The smaller children rode horses around the rapids. As we entered Purgatory rapid, they waved to us from atop a string of sturdy palominos, hundreds of feet above the river on a narrow trail, led by Patagonian gauchos sporting sheepskin chaps trimmed with heavy fur. Between the rapids, we took in the scenery, and Barber and I fished from the bow, quickly hooking a stringer of one- to six-pound trout. On each cast, I watched big fish follow my spinner back to the boat. I've fished in most of the states, including Alaska, and in most of the provinces of Canada, and in Latin America from Costa Rica to Tierra del Fuego. But I've rarely seen a waterway with consistently large trout in such abundance, where you can pull in respectable salmonids with nearly every cast for mile after mile of river.
The Fu has a pebbled bottom, clean water, rich vegetation and an alkaline pH, conditions that are ideal for trout. Atlantic salmon, chinook and other North American imports that grow upward of 60 pounds also swim in the Fu. The small bays and pockets of still water along the Fu's banks and below each rapid almost always yield trout. Using a brass spoon and a collapsible rod, I pulled them, voracious and aggressive, from their hiding places under the branches of willows and osiers and from beneath the granite walls that rise from the banks, or, by casting to the river's center. It was pure joy to watch them following the lure in the clean water.
The next day, we ran a steady succession of rapids before making camp, bracing for the grand finale. All of our white-water encounters to that point were preparation for our final day, when we faced Terminator, a highly technical Class V that is as challenging as any rapid rafted by a commercial outfitter anywhere in the world.
After scouting the rapid from its boulder-strewn shore, we entered on river left, driving between two offset holes — an important move, because missing that line puts you on a disastrous trajectory down the rapid's unraftable center.

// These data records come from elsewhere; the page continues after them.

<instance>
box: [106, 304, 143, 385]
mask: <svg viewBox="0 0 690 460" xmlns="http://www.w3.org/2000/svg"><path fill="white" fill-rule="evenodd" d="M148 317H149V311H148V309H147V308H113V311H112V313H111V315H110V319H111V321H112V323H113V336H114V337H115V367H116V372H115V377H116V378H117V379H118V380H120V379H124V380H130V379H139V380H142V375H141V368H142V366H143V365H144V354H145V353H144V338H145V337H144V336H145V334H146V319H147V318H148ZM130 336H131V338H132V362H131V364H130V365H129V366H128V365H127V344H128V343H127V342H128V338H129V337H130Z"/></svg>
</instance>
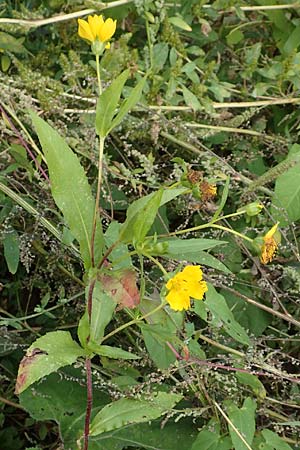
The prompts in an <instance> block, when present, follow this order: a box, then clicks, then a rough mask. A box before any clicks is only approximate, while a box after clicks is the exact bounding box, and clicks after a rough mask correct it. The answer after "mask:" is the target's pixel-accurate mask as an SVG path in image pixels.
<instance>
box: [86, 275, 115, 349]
mask: <svg viewBox="0 0 300 450" xmlns="http://www.w3.org/2000/svg"><path fill="white" fill-rule="evenodd" d="M89 292H90V286H88V287H87V288H86V297H87V298H88V296H89ZM87 302H88V300H87ZM115 308H116V303H115V302H114V301H113V300H112V298H111V297H110V296H109V295H108V294H107V293H106V292H104V291H103V289H102V285H101V283H100V282H99V281H96V283H95V287H94V289H93V299H92V320H91V326H90V330H91V336H90V338H91V341H93V342H96V343H97V344H98V343H99V342H100V341H101V339H102V337H103V335H104V330H105V327H106V326H107V325H108V324H109V322H110V321H111V318H112V316H113V313H114V311H115Z"/></svg>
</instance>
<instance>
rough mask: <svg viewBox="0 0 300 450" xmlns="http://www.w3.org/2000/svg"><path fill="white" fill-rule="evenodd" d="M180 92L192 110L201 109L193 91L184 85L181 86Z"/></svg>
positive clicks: (187, 103)
mask: <svg viewBox="0 0 300 450" xmlns="http://www.w3.org/2000/svg"><path fill="white" fill-rule="evenodd" d="M182 93H183V98H184V101H185V103H186V104H187V106H190V107H191V108H192V109H193V110H194V111H199V110H200V109H201V104H200V102H199V100H198V99H197V97H196V95H195V94H194V93H193V92H191V91H190V90H189V89H187V88H186V87H185V86H182Z"/></svg>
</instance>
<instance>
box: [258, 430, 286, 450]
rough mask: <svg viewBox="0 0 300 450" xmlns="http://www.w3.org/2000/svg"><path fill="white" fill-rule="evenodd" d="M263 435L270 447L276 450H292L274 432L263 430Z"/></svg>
mask: <svg viewBox="0 0 300 450" xmlns="http://www.w3.org/2000/svg"><path fill="white" fill-rule="evenodd" d="M261 434H262V435H263V437H264V439H265V440H266V442H267V443H268V445H271V446H272V447H274V448H275V450H292V447H290V446H289V445H288V444H287V443H286V442H285V441H284V440H283V439H281V438H280V437H279V436H278V435H277V434H276V433H274V432H273V431H271V430H262V432H261Z"/></svg>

Then we ran a series of chutes and slides through a busy boneyard of boulders and ledges.
We drove the raft powerfully through a green slot over a pillow rock dropping 10 feet from the first major ledge, then back-paddled furiously in the ledge hole to slow the raft down and allow the bow to slide left along a diagonal wave in a typewriter move. We charged right and back-paddled off a pyramid rock, then turned hard toward the center, digging to get momentum in the current, drove the boat perfectly into the final chute and eased the raft into an eddy.

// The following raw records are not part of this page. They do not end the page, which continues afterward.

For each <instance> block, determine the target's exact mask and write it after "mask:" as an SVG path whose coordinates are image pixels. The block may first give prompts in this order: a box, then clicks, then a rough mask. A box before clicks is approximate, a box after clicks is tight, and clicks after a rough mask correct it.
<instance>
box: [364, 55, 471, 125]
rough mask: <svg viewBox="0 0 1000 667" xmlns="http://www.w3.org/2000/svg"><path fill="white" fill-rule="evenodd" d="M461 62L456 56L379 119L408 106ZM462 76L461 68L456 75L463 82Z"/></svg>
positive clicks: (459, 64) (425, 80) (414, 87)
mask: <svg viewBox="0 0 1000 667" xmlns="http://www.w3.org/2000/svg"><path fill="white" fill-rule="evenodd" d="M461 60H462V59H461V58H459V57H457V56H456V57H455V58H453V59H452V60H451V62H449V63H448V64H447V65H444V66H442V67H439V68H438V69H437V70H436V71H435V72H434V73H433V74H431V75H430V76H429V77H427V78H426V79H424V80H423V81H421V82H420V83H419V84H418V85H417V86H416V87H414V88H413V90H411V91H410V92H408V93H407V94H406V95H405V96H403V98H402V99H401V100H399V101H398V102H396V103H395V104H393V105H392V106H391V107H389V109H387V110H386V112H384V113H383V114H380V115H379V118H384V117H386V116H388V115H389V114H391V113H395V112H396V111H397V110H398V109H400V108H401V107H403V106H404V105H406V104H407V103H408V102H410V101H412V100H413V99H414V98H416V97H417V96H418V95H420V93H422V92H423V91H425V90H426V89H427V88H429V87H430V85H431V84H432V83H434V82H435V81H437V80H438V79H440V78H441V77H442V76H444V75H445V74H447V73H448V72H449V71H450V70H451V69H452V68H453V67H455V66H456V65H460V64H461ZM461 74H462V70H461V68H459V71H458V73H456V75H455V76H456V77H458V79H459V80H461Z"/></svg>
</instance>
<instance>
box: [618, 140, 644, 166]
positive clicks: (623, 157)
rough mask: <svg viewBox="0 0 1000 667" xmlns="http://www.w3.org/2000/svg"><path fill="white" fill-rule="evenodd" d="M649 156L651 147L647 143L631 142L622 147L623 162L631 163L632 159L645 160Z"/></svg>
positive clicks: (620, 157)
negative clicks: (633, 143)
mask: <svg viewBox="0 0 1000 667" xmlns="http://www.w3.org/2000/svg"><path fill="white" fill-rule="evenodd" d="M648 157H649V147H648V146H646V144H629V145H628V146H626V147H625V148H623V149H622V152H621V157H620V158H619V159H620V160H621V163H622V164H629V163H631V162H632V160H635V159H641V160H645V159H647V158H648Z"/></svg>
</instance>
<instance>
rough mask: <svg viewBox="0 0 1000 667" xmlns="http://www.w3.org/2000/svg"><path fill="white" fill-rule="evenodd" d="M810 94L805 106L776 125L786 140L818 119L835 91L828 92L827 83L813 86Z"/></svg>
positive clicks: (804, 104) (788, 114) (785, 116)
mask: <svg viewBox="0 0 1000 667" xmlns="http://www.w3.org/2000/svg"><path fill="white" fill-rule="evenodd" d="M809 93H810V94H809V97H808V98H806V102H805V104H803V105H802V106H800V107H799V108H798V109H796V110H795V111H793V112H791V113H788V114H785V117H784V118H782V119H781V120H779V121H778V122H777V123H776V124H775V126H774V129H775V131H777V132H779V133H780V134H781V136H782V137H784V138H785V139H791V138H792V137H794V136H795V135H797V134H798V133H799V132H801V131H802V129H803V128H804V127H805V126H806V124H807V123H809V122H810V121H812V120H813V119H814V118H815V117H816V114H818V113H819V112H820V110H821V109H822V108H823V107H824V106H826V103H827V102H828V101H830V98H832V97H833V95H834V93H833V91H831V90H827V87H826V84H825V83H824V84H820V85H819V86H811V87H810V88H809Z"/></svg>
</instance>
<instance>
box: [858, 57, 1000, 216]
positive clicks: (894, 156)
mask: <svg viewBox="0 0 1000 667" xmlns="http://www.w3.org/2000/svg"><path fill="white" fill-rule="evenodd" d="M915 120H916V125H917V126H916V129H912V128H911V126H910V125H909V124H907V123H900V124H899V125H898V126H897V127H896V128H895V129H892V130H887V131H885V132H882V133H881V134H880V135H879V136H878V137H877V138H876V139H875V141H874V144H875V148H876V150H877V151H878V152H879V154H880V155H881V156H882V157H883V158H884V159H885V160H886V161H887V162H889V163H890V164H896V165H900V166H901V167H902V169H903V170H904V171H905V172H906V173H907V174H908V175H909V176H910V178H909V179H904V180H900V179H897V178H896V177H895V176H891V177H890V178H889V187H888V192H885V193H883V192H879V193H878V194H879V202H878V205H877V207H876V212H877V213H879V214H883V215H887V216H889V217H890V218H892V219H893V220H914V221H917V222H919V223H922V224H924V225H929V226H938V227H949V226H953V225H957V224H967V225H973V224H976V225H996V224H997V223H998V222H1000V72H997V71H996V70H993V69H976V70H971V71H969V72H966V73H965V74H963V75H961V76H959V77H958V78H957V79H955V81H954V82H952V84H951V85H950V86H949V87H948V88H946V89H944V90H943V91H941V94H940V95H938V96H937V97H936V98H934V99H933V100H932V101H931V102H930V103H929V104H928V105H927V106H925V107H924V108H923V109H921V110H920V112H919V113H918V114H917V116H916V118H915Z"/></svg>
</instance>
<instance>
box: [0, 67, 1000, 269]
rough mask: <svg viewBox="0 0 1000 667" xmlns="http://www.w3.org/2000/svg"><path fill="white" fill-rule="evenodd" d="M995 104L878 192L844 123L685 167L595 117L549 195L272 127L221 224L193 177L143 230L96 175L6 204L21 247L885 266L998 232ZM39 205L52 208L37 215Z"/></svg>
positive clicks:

"That's Terminator," Currie said, grinning. "That's so much fun."
As we sat around a roaring campfire that night, Michael Falk told me that the expedition had been transforming for him and his family.
"We've never done anything like this before," he said. "People told us we were crazy to try Class V white water, but once we got here, we felt as comfortable and safe as we do at home."
"The children loved it, and they are already planning to come back next year."
Robert F. Kennedy Jr. is an environmental lawyer and a professor at Pace University Law School.